# NISMO Aero parts now available



## GregV (Apr 30, 2002)

NISMO aero components for 350Z, Sentra and Altima are now available!

NISMO aero components reflect the ultimate level in Nissan styling, with key features you’d expect from the genius engineers at NISMO!

•	NISMO’s track-inspired styling & painstaking attention to detail and fitment
o	Uses OE fixture points, where applicable. Includes mounting templates for precise installation where drilling is required
•	Ultra high-quality, molded urethane construction to withstand daily, real-world use
o	Unlike fiberglass, FRP, & other less-expensive materials & production processes, NISMO aero components are flexible & durable, like your Nissan’s OE bumper fascias 
•	Meets or exceed Nissan’s stringent design standards (NDS)
o	Fully compliant w/ FMVSS108 lighting regulations, these components are street legal, with full CHMSL (Center High mounted Stop Light) visibility
o	Deck lid opening/closing characteristics remain unchanged
	Certain models may require optional stays & CHMSL hardware – see dealer for details
•	Subjected to both NISMO and Nissan’s grueling test procedures
o	Thermal cycling, impact & chipping resistance, lateral/longitudinal/vertical loading, salt-spray testing – these components are tortured to ensure they withstand the rigors of enthusiastic, every-day driving
o	Temperature tested from -40o to +80oC (-38oF to 176oF) to resist warping & deflection

All NISMO aero components come primed & ready-to-paint, allowing enthusiasts to match, or contrast, to their Nissan’s body color. And as with all NISMO S-tune products, NISMO aero components are covered by Nissan’s Parts & Accessory Limited Warranty (see warranty book or dealer for details).

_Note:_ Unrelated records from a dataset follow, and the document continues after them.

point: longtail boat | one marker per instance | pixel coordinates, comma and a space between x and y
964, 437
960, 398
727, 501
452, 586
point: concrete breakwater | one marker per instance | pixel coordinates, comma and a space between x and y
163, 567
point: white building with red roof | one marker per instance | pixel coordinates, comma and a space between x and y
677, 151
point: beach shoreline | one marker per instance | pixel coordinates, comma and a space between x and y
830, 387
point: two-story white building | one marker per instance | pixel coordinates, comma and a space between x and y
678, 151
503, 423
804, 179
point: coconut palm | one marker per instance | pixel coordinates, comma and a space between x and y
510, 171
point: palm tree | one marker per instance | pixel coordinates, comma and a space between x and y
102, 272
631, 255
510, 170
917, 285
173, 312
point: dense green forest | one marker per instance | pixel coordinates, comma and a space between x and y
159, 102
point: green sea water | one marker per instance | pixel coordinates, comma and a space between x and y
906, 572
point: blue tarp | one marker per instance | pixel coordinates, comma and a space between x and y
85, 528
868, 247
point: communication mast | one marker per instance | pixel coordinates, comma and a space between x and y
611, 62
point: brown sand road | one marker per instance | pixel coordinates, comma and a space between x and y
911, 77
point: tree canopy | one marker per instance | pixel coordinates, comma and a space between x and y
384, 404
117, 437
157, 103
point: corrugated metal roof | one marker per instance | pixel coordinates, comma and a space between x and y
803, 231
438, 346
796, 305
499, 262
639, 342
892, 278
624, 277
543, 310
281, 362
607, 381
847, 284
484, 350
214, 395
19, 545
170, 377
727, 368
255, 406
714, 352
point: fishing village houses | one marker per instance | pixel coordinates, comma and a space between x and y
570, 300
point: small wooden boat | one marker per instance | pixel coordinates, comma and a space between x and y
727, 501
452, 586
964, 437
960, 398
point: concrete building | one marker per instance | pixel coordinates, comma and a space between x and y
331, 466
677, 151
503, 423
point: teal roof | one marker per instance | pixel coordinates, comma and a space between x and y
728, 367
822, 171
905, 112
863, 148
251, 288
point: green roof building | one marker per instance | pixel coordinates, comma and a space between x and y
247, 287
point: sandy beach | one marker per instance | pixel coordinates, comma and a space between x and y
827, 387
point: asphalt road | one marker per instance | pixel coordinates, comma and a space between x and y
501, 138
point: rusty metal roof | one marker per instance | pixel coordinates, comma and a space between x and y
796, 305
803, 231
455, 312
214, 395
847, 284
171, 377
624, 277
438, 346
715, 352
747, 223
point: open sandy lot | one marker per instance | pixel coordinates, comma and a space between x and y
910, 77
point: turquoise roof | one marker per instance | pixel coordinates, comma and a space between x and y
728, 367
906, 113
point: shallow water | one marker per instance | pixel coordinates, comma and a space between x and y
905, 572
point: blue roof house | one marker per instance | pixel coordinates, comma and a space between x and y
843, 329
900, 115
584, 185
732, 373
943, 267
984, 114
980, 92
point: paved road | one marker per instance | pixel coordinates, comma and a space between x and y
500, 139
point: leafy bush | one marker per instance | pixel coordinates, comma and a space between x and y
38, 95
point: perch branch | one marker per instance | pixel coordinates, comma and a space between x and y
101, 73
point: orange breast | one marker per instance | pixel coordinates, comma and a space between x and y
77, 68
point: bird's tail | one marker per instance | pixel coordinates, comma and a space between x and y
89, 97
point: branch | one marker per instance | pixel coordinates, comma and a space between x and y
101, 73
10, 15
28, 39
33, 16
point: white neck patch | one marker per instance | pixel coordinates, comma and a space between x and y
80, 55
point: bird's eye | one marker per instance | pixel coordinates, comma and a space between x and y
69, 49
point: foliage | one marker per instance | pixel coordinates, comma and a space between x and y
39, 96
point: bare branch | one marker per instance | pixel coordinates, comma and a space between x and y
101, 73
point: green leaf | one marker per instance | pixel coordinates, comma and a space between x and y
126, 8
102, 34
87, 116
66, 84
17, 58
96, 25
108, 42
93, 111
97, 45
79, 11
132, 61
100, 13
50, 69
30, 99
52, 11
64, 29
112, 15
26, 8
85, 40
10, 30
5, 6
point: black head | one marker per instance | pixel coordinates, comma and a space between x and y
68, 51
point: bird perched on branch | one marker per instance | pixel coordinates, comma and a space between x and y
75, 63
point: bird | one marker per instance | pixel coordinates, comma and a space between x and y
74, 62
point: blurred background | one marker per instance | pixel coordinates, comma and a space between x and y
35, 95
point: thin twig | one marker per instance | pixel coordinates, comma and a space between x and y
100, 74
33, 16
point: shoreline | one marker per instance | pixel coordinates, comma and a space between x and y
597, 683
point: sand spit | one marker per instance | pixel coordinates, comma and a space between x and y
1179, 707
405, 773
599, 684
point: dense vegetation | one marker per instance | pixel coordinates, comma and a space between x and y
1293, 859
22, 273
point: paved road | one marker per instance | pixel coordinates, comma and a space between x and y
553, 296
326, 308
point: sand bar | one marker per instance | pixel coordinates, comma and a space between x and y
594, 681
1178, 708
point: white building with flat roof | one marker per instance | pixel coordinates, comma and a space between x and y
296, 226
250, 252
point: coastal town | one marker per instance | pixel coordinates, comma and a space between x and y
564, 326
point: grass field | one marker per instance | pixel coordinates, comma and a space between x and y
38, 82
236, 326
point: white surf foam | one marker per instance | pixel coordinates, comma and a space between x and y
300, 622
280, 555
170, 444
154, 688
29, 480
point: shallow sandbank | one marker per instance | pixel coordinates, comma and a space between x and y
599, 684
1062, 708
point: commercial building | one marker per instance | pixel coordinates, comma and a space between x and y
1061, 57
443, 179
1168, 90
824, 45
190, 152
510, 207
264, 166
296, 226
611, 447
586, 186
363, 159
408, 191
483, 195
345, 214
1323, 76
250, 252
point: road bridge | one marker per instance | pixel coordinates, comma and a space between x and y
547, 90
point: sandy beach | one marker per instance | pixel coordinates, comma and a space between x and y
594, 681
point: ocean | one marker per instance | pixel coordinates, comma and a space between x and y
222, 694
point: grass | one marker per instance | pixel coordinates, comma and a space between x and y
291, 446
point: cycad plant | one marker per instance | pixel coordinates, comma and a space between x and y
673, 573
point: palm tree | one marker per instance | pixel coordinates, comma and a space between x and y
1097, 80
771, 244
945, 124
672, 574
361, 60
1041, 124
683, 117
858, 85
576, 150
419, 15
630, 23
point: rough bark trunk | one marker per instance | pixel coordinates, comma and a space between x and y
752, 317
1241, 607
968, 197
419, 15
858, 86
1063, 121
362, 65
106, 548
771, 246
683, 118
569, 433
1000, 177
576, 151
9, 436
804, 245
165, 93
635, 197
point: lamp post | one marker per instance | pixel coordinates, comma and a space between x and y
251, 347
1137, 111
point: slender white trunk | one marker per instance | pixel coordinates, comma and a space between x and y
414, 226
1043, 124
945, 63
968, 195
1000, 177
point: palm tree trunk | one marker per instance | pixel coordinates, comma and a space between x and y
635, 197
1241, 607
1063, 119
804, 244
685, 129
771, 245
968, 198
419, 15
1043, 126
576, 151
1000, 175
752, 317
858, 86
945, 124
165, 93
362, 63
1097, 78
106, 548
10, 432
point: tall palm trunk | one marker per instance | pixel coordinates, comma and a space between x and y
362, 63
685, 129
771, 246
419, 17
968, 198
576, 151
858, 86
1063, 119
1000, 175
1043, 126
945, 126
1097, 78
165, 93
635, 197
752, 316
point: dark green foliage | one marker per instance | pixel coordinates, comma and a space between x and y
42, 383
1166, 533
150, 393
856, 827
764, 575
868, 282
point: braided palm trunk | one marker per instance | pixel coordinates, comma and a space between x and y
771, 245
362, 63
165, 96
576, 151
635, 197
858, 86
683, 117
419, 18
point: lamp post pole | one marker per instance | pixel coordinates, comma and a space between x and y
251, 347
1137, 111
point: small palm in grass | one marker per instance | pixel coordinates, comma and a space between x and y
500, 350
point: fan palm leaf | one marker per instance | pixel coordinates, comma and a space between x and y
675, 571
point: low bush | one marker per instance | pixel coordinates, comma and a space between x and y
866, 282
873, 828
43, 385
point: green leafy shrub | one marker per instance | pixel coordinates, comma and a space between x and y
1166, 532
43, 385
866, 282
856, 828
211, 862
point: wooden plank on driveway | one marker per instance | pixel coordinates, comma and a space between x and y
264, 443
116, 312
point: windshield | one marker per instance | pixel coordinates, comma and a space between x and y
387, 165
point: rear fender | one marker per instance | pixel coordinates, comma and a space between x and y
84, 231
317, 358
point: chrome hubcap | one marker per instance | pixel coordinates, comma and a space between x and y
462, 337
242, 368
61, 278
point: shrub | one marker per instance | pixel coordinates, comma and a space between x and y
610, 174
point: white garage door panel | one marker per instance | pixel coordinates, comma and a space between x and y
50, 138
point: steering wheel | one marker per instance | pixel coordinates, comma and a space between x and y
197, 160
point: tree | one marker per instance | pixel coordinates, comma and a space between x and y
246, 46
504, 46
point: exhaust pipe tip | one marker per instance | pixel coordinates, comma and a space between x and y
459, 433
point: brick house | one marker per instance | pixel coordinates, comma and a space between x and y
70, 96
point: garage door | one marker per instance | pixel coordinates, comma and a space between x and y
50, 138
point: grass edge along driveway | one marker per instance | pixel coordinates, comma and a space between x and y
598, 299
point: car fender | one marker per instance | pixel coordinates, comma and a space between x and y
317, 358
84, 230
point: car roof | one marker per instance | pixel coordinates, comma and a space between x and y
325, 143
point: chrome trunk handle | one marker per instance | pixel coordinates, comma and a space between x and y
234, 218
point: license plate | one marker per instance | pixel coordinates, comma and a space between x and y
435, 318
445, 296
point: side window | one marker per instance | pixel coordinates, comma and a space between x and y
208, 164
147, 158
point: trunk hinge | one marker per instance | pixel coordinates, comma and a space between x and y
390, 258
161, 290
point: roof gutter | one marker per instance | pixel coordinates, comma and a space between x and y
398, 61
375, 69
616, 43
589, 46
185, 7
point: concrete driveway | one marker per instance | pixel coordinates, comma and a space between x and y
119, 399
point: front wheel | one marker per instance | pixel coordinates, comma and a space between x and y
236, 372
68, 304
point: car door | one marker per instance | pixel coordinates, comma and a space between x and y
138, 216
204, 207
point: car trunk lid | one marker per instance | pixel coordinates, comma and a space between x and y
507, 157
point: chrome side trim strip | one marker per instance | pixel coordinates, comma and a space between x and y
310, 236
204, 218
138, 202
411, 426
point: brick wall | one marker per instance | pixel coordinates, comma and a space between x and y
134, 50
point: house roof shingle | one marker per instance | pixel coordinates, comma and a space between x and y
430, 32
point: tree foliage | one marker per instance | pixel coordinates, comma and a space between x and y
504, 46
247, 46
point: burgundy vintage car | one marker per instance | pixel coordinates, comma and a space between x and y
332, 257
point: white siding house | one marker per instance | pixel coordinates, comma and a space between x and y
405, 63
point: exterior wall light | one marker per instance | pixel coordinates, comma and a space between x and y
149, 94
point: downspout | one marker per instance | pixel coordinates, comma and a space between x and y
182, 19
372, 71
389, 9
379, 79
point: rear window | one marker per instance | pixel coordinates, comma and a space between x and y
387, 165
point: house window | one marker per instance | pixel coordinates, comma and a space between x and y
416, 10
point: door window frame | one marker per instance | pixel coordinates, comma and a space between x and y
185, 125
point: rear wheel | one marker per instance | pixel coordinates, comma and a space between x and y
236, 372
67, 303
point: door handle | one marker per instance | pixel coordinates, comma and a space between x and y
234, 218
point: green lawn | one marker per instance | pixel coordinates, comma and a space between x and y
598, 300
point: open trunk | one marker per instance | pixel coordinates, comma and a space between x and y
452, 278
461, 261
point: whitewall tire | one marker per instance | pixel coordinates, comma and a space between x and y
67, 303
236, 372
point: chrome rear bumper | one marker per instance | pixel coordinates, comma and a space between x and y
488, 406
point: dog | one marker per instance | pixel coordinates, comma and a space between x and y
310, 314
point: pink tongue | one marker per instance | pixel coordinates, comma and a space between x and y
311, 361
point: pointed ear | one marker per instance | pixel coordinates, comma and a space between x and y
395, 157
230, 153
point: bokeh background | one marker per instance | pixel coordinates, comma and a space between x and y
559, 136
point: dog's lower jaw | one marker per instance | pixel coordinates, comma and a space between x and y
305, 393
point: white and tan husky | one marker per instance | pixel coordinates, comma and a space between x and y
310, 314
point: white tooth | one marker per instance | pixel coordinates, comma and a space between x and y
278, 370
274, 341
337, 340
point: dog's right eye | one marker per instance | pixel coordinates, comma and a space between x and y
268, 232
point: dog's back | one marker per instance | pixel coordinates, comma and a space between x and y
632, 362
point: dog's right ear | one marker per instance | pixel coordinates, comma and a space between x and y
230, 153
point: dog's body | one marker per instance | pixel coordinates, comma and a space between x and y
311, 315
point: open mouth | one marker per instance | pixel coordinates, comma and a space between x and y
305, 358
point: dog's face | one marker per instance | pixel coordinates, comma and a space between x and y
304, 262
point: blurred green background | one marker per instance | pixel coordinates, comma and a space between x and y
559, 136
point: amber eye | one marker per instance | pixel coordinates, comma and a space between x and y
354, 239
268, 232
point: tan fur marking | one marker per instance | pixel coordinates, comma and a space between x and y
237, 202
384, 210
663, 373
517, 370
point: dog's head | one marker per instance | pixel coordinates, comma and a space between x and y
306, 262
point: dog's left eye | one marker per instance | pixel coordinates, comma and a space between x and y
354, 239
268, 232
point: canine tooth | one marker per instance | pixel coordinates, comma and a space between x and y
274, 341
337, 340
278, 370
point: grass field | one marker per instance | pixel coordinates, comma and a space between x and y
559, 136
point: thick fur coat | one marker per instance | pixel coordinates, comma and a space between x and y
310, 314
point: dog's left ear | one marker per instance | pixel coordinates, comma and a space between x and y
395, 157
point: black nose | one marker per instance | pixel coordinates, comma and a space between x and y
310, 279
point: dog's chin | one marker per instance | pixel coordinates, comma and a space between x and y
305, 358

NISMO – The Ultimate in Nissan Performance

NISMO
Nissan North America, Inc.


350Z Aero Components


Model	Application	Description	Part #	MSRP
350Z	2003-2005	Front Chin Spoiler(unpainted)	96010-RNZ30	$ 350.00
2003-2005	Rear Deck Spoiler (unpainted)	98100-RNZ35	$ 390.00
2003-2005	Rear Under Spoilers (pair, unpainted)	85050-RNZ35	$ 400.00
2003-2005	Aero Side Sills (pair, unpainted)	76410-RNZ35	$ 470.00
OPTIONAL*	Rear Deck Lid Stays & Hardware – See your Nissan Dealer for Details







Altima Aero Components
Model	Application	Description	Part #	MSRP
Altima	2000-2005	Rear Deck Spoiler (unpainted)
96030-RNL10	$ 330.00
2000-2004	Front Chin Spoiler (unpainted)	96010-RNL10	$ 450.00

Recommended*	Rear Deck Lid Stays & CHMSL Hardware – See your Nissan Dealer for Details


SENTRA Aero Components
Model	Application	Description	Part #	MSRP
Sentra	2000-2005	Rear Deck Spoiler (unpainted)	96030-RNB50	$ 370.00
2004-2005	Front Chin Spoiler (unpainted)	96010-RNB50	$ 370.00
2003-2005	Rear Under Spoiler (unpainted)	85050-RNB50	$ 390.00

Recommended*	Rear Deck Lid Stays & CHMSL Hardware – See your Nissan Dealer for Details


----------



## Silvspec86 (Apr 4, 2003)

its about freaking time


----------



## Ruben (Oct 15, 2002)

I want in on the first group buy...


----------



## chimmike (Oct 17, 2002)

holy wow them's some high prices! lol


----------